The resulting trimmed files, ending in .trim.fastq.gz will be in results_v1/fastp/*.trim.fastq.gz

Read metrics will be included in results_v1/basicinfo/basic_info_final.csv

.. tip::

    Common errors include pointing to the incorrect location, or accidentally including additional empty lines in your .csv file. 

    Additionally, depending on how the .csv file is, a byte order mark
    (BOM) might need to be removed before running. To do that, in your terminal in the directory with the basicInfo.csv file run:
    ::

        $ vi -c ":set nobomb" -c ":wq" basicInfo_v1.csv

*`More on runtime info <https://mifodb.readthedocs.io/en/latest/overview.html>`_*

Profile with nextflow
+++++++++++++++++++++++++++++++++++++++++++++++++++++++++++++++++++++
**1. Prepare your input file**: you will now make a new input file, pointing to the processed results your just generated. This will include 4 columns called sample, fastq_1, fastq_2, and single_end. In this case, single_end is left blank.

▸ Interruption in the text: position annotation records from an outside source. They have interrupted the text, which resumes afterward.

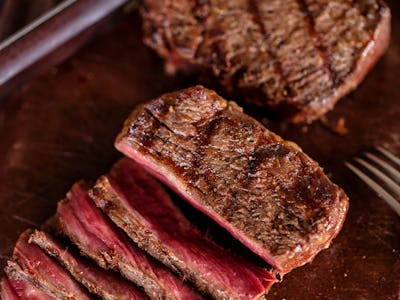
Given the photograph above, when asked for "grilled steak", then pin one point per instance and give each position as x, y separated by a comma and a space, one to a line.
139, 205
99, 239
264, 190
297, 57
12, 289
31, 265
105, 284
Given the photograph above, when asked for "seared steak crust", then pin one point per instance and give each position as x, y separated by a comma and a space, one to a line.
31, 265
297, 57
264, 190
141, 207
98, 238
104, 284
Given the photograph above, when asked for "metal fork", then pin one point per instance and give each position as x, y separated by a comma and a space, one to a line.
379, 169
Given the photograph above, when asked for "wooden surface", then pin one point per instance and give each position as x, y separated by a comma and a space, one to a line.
60, 127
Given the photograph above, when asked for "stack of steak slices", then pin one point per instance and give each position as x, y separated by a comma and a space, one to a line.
123, 237
297, 57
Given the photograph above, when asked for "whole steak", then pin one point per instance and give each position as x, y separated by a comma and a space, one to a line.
264, 190
297, 57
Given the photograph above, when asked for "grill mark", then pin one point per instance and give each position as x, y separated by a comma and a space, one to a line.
254, 11
317, 42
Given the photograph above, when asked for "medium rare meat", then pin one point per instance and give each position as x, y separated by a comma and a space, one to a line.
104, 284
140, 206
31, 265
12, 289
264, 190
98, 238
297, 57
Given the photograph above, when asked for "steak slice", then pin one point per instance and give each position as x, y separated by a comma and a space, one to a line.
140, 206
31, 265
98, 238
12, 289
299, 67
265, 191
105, 284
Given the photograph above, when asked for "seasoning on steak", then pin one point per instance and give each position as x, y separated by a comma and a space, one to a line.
140, 206
31, 265
98, 238
105, 284
265, 191
12, 289
297, 57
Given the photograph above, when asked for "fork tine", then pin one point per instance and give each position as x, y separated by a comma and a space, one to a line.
389, 155
383, 164
376, 187
393, 185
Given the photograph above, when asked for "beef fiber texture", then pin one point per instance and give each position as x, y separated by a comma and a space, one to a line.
297, 57
31, 265
98, 238
140, 206
265, 191
104, 284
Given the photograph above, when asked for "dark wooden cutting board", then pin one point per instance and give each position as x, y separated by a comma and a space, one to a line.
60, 127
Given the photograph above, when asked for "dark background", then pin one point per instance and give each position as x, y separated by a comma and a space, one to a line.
60, 127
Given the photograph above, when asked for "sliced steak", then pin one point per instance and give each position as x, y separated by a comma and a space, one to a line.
31, 265
299, 67
98, 238
105, 284
12, 289
139, 205
264, 190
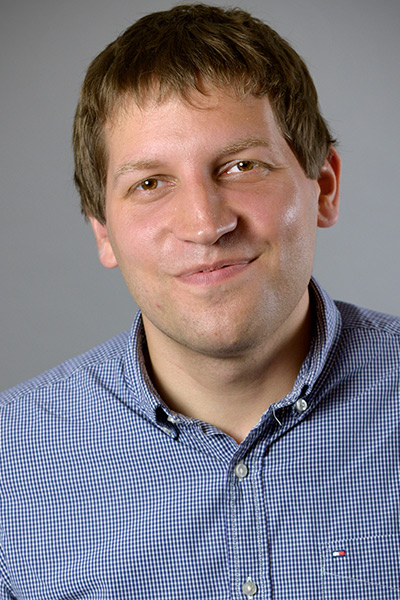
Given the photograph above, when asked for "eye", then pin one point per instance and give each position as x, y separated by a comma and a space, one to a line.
246, 170
246, 165
148, 184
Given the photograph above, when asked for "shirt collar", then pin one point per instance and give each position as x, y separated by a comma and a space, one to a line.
327, 329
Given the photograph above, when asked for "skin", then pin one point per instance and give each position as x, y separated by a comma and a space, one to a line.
212, 222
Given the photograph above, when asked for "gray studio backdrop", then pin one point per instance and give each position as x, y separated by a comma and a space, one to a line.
56, 299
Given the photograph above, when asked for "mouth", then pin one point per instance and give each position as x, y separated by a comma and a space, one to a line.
206, 274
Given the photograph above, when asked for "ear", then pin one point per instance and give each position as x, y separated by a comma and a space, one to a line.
328, 181
106, 253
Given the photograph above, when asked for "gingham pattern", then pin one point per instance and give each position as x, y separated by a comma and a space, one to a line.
104, 497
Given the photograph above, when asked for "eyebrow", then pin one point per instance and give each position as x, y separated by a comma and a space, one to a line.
244, 144
129, 166
232, 148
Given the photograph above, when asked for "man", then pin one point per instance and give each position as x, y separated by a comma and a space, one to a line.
242, 440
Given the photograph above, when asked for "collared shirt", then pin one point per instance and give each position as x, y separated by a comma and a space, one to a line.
107, 494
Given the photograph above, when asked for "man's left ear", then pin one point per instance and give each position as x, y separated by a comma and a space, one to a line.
328, 181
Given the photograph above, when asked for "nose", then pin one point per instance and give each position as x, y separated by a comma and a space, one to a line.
203, 215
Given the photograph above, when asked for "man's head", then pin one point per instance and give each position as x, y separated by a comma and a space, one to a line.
187, 48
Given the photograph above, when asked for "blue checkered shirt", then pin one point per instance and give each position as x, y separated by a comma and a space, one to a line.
106, 494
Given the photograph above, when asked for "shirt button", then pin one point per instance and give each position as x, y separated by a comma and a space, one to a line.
301, 405
249, 588
241, 471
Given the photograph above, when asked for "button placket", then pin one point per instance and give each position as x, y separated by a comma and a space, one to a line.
301, 405
241, 470
249, 588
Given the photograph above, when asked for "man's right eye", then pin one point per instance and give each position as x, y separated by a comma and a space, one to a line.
148, 184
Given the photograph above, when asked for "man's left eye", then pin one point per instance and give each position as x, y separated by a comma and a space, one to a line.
245, 165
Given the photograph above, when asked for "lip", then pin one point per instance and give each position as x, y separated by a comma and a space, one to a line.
206, 274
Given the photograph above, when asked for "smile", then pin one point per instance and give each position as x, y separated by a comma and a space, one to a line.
215, 273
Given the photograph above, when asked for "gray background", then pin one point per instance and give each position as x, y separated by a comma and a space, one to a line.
56, 299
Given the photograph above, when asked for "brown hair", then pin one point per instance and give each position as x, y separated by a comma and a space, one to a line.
178, 50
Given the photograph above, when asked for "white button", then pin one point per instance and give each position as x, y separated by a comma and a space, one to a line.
301, 405
241, 471
249, 588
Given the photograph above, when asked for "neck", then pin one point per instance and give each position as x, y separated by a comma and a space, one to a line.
231, 393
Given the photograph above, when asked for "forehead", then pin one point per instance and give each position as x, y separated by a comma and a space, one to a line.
210, 113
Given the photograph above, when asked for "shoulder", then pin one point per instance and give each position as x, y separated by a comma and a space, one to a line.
72, 373
369, 342
357, 318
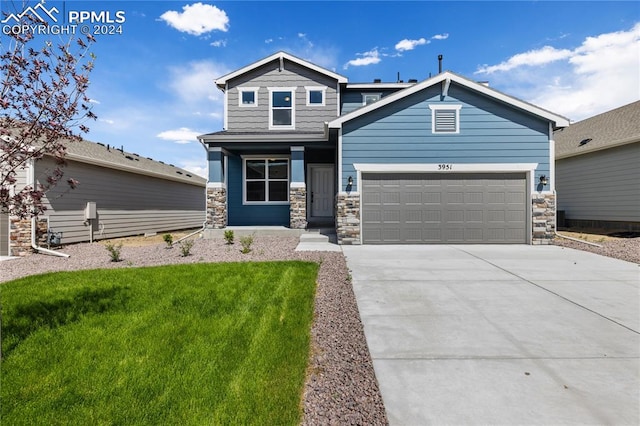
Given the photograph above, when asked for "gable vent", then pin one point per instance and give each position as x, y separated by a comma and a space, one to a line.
445, 120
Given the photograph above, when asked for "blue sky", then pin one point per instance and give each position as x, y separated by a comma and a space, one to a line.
153, 89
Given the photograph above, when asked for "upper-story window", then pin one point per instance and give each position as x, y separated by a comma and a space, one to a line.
369, 98
445, 118
316, 95
282, 108
247, 96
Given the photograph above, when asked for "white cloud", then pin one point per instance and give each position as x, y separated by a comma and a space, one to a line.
194, 81
367, 58
197, 166
407, 44
197, 19
601, 74
182, 136
531, 58
443, 36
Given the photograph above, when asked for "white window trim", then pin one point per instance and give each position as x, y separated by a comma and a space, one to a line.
293, 107
437, 107
310, 89
364, 95
255, 96
244, 179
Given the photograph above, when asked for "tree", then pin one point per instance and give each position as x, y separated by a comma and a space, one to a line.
44, 108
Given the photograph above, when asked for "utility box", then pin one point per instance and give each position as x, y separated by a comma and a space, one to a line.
91, 212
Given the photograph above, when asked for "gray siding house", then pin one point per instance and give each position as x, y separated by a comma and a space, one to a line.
119, 194
598, 170
444, 160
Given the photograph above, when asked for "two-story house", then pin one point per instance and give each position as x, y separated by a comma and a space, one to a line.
445, 160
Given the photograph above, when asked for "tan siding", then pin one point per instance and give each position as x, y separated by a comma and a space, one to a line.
293, 75
127, 203
603, 185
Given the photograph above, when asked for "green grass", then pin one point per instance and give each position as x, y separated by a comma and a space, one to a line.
183, 344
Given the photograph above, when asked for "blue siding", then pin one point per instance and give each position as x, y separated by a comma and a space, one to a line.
246, 215
490, 132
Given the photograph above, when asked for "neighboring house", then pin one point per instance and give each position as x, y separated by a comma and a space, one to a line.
598, 170
119, 194
445, 160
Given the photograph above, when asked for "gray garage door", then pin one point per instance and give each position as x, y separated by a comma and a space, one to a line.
444, 208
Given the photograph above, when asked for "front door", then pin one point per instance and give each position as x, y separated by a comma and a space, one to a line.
321, 190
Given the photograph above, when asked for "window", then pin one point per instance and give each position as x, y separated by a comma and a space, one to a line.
369, 98
266, 180
445, 118
315, 95
281, 111
248, 96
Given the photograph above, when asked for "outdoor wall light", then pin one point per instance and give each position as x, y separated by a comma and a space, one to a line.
543, 180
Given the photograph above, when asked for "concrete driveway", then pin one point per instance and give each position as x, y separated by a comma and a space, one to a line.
509, 334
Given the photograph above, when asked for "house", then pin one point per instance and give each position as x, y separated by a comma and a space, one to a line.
444, 160
119, 194
598, 170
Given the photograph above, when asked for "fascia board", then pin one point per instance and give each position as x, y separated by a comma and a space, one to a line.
222, 81
557, 119
615, 144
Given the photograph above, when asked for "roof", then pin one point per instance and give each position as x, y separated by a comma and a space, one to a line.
222, 81
617, 127
446, 78
273, 136
116, 158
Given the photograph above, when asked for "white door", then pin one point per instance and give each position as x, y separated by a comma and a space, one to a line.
321, 190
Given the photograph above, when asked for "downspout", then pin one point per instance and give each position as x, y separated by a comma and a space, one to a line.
42, 249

.. csv-table:: *preprocessingInfo_v1.csv*

    sample,fastq_1,fastq_2,single_end
    EBC_087,/location/of/your/trimmed_file//EBC_087_S160_L003_R1.trim.fastq.gz,/location/of/your/file/raw_reads/EBC_087_S160_L003_R2.trim.fastq.gz,
::

You may need to run:
::

        $ vi -c ":set nobomb" -c ":wq" preprocessingInfo_v1.csv

**2. Run profile:** MiFoDB_beta_v3_prok.fasta, MiFoDB_beta_v3_prok.stb and MiFoDB_beta_v3_prok.genes.fna can all be found on `Zenodo <https://zenodo.org/records/10881265>`_. Alternatively, you can use a `custom database <https://mifodb.readthedocs.io/en/latest/advanced_use.html#creating-a-custom-mifodb>`_.

::

$ nextflow run /home/mattolm/user_data/Nextflow/nf-core-genomeresolvedmetagenomics/main.nf -entry PROFILE --input processingInfo_v1.csv -with-report report.html --outdir results_prok_v1 --fasta path/to/MiFoDB_beta_v3_prok.fasta --stb_file path/to/MiFoDB_beta_v3_prok.stb --genes_file path/to/MiFoDB_beta_v3_prok.genes.fna --instrain_profile_args " --database_mode --skip_plot_generation"

**3. Run additional profiling databases:** you can also run the eukaryote microbe and substrate mapping. Each have slight differences in the commands, but use the same input sheet.

::

$ nextflow run /home/mattolm/user_data/Nextflow/nf-core-genomeresolvedmetagenomics/main.nf -entry PROFILE --input processingInfo_v1.csv -with-report report_euk.html --outdir results_euk_v1 --fasta path/to/MiFoDB_beta_vhm_v3_euk.fasta --stb_file path/to/MiFoDB_beta_vhm_v3_euk.stb --instrain_profile_args " --database_mode --skip_plot_generation"

And finally run with the substrate database:
::

$ nextflow run https://github.com/MrOlm/nf-genomeresolvedmetagenomics -entry PROFILE --input processingInfo_v1.csv -with-report report_sub_v1.html --outdir results_sub_v1 --fasta path/to/substrate_genomes.fasta --stb_file path/to/substrate_genomes.stb --instrain_profile_args " --database_mode --skip_plot_generation" --coverm

.. tip::

    If your substrate is not in the default MiFoDB_sub database, or you will be using this frequently, we recommend making a `custom substrate database <https://mifodb.readthedocs.io/en/latest/advanced_use.html#adding-substrate-genomes>`_. Substrate genomes, like *Brassica oleracea* and *Bos taurus* are much much larger and more complex compared to prokaryote (and most eukaryotic microbes), which increases the rate of false-positive mapping, so we recommend limiting substrate genomes to those that are relevant to the project.